Just saw your post about someone and their new spoiler. The comment that caught my eye was however, about 20" wheels. Have you explored the feasability of putting 20's on your Eos? I know the Highway 1 used 20"x8" Mille Miglia's, but finding an 8" width is not very common. I was thinking of going with 20"x8.5" wheels. Just wondered what you had to say about this and if you'd asked an installer if 20's would work. Thanks !


----------



## gilesrulz (Nov 2, 2006)

*Re: New Spoiler Photos (neweosowner)*

I gave this thread a skip the first time through because I've not seen a spoiler yet that I thought complimented the lines of the Eos, but now I think I might add this to the fray.
This is not Romper Room. This is the interwebnets. If you are afraid of what people might say about your post/picture/daughters birthmark, for craps sake don't post it/them. No body is going to hold their tongue when there's no recourse to flapping it. Why you would expect the same is beyond me. I would like to be clear here that I would much prefer a civil discourse on these boards, but if you are offended by what people say in this public forum, where irony, and humor can be completely lost, and English is not necessarily the first language, you really ought to do a more thorough job looking for Romper Room.


----------



## kghia (Nov 16, 2006)

*Re: New Spoiler Photos (gdevitry)*

hey, you said that the spoiler uses tape and not bolts-- does this mean that it is easily reversible?
(by the _next owner_, if any)
I guess removal would probably take off some paint? That seems reasonably reversible.
I don't think it looks horrible by any means, and looks well matched, although I too would prefer the low lip like the Highway 1. But for my VWs I try to only make easily reversible modifications, so that they could be turned back to stock without non-original bodywork, welding etc. (even with those I never plan to sell, like my Ghia)
So I feel OK doing subtle changes, retrofits, to lights and accessories, but would never cut my dash for a bigger radio (not needed in the Eos, but a problem in my Ghia)
Congratulations! It looks well done. Is it "only" for style, or do you think it is giving any down pressure? (for those _fast_ curves!)
William
PS. I have wanted full-flow oil filtering for my Ghia, but was told that I should not drill-and-tap the original #s engine, and all of the in-and-put through the pump methods get engineering criticism. I'm a nut, so...I wait and look for partial filter Fram cannisters. But even some other aircooled fanatics laugh when I tell that I put my mileage logs into a spreadsheet.

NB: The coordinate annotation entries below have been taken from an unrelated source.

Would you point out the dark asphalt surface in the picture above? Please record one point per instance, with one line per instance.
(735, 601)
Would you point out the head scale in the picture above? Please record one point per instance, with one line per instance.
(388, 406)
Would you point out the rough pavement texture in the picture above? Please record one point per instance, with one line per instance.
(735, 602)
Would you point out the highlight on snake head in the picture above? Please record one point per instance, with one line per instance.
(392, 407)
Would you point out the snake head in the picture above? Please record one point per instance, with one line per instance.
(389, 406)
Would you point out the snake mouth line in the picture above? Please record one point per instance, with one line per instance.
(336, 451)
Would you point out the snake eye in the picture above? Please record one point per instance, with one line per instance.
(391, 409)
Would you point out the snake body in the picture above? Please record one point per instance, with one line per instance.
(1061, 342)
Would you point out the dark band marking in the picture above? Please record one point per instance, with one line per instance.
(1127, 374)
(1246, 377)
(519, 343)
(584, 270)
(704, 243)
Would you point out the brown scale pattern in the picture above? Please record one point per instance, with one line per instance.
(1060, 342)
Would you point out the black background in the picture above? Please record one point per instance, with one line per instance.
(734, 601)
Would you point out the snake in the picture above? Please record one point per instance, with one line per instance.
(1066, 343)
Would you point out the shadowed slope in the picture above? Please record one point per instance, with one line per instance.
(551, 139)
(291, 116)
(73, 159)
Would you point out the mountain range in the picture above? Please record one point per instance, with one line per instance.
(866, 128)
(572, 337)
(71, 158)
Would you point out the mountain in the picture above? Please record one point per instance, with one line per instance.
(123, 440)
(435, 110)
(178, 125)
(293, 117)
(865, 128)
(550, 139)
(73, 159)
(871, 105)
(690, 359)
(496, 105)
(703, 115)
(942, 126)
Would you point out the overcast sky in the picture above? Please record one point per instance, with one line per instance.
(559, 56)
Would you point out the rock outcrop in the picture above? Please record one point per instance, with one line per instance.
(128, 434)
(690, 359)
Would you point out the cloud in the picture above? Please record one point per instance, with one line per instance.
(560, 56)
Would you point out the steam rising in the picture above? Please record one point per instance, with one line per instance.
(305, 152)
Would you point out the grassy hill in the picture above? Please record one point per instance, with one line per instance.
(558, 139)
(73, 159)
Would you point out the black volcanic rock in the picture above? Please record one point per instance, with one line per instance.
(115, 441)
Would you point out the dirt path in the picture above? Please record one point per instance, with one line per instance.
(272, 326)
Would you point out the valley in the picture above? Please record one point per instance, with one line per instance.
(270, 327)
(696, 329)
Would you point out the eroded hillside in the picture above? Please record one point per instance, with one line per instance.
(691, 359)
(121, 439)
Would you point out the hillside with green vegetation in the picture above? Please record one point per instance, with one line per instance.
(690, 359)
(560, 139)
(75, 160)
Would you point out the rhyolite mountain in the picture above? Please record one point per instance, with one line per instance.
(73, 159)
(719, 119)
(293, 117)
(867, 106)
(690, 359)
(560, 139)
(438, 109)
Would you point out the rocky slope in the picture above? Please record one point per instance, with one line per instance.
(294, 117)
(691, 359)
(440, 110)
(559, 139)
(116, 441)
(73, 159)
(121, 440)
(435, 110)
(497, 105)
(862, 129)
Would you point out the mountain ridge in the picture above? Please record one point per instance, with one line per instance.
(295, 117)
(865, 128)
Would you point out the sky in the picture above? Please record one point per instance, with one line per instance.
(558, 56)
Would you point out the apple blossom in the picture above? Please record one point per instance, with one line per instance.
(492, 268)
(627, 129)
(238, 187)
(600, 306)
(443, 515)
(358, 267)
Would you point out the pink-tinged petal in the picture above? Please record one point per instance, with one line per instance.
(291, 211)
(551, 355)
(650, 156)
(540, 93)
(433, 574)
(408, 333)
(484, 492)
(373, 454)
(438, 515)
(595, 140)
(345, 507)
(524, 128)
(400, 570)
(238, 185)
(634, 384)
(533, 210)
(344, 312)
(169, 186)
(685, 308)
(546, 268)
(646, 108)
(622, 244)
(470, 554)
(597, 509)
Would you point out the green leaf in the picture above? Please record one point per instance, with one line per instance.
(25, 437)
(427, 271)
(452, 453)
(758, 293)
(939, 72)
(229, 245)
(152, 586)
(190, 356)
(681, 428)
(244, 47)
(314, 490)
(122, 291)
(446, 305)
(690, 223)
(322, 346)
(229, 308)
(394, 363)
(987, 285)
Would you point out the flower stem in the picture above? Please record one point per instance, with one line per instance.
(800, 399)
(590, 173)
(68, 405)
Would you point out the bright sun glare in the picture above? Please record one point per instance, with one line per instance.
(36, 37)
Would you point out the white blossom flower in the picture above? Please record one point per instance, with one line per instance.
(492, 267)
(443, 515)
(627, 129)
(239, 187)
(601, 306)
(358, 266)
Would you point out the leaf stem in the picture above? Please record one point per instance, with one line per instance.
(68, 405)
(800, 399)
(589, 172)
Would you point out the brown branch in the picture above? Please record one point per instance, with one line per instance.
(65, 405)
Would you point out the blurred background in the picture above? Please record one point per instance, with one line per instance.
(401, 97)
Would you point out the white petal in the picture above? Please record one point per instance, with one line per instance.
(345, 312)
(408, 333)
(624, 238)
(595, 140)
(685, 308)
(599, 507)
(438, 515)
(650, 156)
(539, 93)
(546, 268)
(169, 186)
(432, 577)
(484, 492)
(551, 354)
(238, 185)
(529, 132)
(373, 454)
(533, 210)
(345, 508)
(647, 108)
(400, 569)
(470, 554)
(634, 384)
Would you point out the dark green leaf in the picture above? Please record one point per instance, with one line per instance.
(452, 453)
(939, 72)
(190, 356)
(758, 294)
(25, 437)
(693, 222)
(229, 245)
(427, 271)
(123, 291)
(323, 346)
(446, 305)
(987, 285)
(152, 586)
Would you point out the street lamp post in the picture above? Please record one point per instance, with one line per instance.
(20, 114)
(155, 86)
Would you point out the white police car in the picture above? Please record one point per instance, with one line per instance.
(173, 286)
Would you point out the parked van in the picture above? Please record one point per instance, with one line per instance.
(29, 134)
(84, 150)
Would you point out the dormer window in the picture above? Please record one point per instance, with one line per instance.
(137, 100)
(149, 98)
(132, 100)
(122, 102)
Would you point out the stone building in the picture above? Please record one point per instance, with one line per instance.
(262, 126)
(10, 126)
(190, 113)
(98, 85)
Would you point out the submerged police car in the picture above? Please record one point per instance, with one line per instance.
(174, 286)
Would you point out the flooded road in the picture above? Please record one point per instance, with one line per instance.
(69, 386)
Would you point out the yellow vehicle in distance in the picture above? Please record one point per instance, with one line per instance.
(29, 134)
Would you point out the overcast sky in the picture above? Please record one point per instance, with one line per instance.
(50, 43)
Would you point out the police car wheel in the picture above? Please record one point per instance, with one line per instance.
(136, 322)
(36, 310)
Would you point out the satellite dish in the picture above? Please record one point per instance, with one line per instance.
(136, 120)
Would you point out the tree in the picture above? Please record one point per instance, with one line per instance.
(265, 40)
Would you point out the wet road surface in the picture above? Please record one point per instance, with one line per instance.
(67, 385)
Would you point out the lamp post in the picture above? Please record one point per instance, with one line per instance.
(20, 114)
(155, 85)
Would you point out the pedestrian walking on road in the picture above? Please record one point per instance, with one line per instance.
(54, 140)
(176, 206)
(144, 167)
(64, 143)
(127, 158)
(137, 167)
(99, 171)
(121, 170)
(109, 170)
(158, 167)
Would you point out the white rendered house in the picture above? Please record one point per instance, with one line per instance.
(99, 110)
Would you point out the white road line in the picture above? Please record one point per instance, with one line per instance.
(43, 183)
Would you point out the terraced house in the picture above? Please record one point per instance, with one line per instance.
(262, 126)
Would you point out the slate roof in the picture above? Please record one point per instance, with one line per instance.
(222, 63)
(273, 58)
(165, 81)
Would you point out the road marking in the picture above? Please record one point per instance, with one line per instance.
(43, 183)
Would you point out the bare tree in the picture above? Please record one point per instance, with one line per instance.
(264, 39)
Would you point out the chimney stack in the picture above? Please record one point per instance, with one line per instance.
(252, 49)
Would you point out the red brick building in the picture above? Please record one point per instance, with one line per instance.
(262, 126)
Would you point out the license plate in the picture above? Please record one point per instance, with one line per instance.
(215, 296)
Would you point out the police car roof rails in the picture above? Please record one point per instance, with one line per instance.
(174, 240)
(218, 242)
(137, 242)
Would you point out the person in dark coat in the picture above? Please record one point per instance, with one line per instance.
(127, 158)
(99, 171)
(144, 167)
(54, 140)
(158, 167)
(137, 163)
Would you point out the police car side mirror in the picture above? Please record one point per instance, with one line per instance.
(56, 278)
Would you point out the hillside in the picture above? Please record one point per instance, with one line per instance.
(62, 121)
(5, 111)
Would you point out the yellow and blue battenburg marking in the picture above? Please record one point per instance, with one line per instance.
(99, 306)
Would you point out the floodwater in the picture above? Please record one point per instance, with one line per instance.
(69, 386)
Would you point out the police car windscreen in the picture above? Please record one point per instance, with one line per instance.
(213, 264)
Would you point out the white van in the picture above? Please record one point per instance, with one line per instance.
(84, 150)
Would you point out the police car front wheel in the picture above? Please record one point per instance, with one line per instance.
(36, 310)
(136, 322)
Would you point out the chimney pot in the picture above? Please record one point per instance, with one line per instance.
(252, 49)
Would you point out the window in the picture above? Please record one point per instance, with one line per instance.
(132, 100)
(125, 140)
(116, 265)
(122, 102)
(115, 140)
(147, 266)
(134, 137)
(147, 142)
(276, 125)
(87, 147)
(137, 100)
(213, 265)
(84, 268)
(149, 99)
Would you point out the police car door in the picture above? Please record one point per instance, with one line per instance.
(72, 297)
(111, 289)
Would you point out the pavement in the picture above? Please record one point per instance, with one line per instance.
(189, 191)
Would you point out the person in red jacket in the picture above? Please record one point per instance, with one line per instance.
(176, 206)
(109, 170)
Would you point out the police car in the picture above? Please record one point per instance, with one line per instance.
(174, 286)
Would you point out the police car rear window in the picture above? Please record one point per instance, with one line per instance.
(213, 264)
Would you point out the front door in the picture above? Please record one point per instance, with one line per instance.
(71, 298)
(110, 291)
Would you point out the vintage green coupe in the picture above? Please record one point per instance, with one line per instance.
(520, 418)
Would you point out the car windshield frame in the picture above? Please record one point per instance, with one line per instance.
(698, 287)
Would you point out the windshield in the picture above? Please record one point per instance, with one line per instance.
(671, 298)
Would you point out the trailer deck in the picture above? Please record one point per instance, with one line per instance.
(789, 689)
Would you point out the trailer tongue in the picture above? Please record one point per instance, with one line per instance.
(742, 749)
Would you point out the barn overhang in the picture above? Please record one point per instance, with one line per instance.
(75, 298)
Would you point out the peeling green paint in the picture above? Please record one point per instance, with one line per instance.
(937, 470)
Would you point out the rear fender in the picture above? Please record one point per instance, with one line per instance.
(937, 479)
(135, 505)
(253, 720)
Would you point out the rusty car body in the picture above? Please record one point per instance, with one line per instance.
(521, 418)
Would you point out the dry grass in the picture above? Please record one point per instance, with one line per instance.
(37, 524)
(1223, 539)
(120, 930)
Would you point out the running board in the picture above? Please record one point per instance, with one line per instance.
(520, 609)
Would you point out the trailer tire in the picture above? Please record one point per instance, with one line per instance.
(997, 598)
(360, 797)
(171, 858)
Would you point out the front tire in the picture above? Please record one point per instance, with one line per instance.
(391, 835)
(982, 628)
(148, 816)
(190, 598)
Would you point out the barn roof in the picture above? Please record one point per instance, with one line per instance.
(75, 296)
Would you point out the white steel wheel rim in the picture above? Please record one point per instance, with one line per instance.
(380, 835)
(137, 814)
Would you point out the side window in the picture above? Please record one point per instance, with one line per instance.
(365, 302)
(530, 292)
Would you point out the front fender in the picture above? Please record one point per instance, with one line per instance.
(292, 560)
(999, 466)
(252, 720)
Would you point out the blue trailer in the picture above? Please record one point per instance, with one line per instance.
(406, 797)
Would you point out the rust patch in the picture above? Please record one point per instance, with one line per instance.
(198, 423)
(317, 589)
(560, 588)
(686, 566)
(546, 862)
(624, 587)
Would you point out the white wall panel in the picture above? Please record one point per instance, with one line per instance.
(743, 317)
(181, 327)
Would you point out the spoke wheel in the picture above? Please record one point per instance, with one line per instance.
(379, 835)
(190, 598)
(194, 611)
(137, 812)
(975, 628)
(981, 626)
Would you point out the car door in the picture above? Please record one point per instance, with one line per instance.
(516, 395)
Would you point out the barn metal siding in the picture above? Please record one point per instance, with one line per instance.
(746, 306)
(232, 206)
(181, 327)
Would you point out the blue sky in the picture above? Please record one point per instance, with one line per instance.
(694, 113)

PPS. hey Michael, there have been a bunch of views of my "birthday of your Eos" post, and no replies--







I was telling myself it was because "its late on a weekend"


----------



## jdl (Dec 7, 2006)

*Re: (gdevitry)*

Greg,
For some reason my previous message didn't get posted. Awesome spoiler. Thanks for posting. With your information and "concerns" from other posters I contacted Spolier Solutions about possibly modifying the spoiler to follow the lines of the tail light better. 
They were very receptive about the suggestions and will contact me this week after talking to the molding department. He also wanted to visit a VW showroom. If they can fix the mold or modify the spoiler after injection then they will consider it. He was also interested in the Eos Forum since that's where the business and design suggestions were coming from. 
I'll keep everyone posted.
Jack


----------



## Mercboyz (Mar 15, 2006)

Looks Great!!!


----------



## Shaka (May 20, 2001)

*Re: New Spoiler Photos (PanEuropean)*

Nevermind, its not worth the reply.


_Modified by Shaka at 5:38 PM 2-5-2007_


----------



## rare (Apr 7, 2005)

*Re: New Spoiler Photos (gdevitry)*


_Quote, originally posted by *gdevitry* »_Thanks, Greg. This is the last thread that I'll be starting. I thought this was a place to share and troubleshoot (not shoot off).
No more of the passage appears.